After the second kind of address, the religious services began. These dated – the Wart discovered later – from a fabulous past so ancient that one could scarcely find a date for it – a past in which the emmets had not yet settled down to communism. They came from a time when ants were still like men, and very impressive some of the services were.
A psalm at one of them – beginning, if we allow for the difference of language, with the well-known words, ‘The earth is the Sword’s and all that therein is, the compass of the bomber and they that bomb therefrom’ – ended with the terrific conclusion: ‘Blow up your heads, O ye Gates, and be ye blown up, ye Everlasting Doors, that the King of Glory may come in. Who is the King of Glory? Even the Lord of Ghosts, He is the King of Glory.’

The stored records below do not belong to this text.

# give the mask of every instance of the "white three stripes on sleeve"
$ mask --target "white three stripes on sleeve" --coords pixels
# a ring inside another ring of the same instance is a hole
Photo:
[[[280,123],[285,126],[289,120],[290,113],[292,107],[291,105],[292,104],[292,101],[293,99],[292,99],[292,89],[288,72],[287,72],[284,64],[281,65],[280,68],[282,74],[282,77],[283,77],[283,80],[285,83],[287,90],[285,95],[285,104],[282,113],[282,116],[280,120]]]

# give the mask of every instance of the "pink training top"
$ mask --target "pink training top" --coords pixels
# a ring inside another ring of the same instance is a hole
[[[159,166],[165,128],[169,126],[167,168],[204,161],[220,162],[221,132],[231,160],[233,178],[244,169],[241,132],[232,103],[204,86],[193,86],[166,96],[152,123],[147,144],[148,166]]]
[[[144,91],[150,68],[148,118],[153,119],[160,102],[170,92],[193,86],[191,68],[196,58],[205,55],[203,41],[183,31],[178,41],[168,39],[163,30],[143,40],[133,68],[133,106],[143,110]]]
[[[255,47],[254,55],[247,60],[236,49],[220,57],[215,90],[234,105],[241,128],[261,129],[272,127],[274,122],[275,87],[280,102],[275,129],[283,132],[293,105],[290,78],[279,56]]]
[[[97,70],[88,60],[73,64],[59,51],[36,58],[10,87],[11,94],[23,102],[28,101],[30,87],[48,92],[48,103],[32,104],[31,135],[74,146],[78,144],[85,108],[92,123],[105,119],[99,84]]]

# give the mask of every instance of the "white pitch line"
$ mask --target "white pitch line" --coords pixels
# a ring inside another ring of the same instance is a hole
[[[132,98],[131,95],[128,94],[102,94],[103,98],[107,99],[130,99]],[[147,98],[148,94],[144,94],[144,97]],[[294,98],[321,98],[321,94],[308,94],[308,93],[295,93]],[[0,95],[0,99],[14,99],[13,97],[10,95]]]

A strange feature was that the ordinary ants were not excited by the songs, nor interested by the lectures. They accepted them as matters of course. They were rituals to them, like the Mammy songs or the conversations about their Beloved Leader. They did not look at these things as good or bad, exciting, rational or terrible. They did not look at them at all, but accepted them as Done.
The time for the war came soon enough. The preparations were in order, the soldiers were drilled to the last ounce, the walls of the nest had patriotic slogans written on them, such as ‘Stings or Mash?’ or ‘I Vow to Thee, my Smell,’ and the Wart was past hoping. The repeating voices in his head, which he could not shut off – the lack of privacy, under which others ate from his stomach while the others again sang in his brain – the dreary blank which replaced feeling – the dearth of all but two values – the total monotony more than the wickedness: these had begun to kill the joy of life which belonged to his boyhood.
The horrible armies were on the point of joining battle, to dispute the imaginary boundary between their glass trays, when Merlyn came to his rescue. He magicked the sickened explorer of animals back to bed, and glad enough he was to be there.